A Philosophical Introduction to Language Models - Part II: The Way Forward
Raphaël Millière, Cameron Buckner
TL;DR
This two-part work surveys philosophical questions raised by large language models (LLMs), focusing on moving beyond behavioral benchmarks to uncover internal mechanisms via interventionist methods. It presents case studies on induction heads, modular addition, and world models to show that LLMs instantiate structured, causally relevant representations, challenging the view of them as mere memorization. The paper discusses newer trends—multimodal and agent-based architectures—and their philosophical implications for grounding, consciousness, and scientific legitimacy, while advocating for openness and reproducibility. It argues for a cautious middle ground: LLMs are useful partial models of certain cognitive processes but do not yet constitute full cognitive or conscious agents, underscoring the importance of rigorous methodology and interdisciplinary collaboration.
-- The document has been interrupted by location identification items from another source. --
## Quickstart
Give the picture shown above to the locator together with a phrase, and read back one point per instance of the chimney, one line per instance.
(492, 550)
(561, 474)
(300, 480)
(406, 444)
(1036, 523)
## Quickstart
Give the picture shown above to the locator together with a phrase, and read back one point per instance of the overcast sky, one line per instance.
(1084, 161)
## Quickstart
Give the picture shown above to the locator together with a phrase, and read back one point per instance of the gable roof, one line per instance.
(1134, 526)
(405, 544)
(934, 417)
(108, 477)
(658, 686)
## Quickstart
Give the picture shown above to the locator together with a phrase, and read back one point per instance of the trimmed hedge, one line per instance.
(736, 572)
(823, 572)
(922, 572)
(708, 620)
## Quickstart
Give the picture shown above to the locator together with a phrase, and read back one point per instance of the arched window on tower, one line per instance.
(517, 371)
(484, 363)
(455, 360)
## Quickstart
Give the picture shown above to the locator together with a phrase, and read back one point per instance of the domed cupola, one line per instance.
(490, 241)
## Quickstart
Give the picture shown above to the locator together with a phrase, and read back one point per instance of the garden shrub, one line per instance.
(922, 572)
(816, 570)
Overall, the work highlights both the promise and the limits of LLMs as tools for understanding intelligence, prompting ongoing research into their internal computations and their role in cognitive science.
Abstract
In this paper, the second of two companion pieces, we explore novel philosophical questions raised by recent progress in large language models (LLMs) that go beyond the classical debates covered in the first part. We focus particularly on issues related to interpretability, examining evidence from causal intervention methods about the nature of LLMs' internal representations and computations. We also discuss the implications of multimodal and modular extensions of LLMs, recent debates about whether such systems may meet minimal criteria for consciousness, and concerns about secrecy and reproducibility in LLM research. Finally, we discuss whether LLM-like systems may be relevant to modeling aspects of human cognition, if their architectural characteristics and learning scenario are adequately constrained.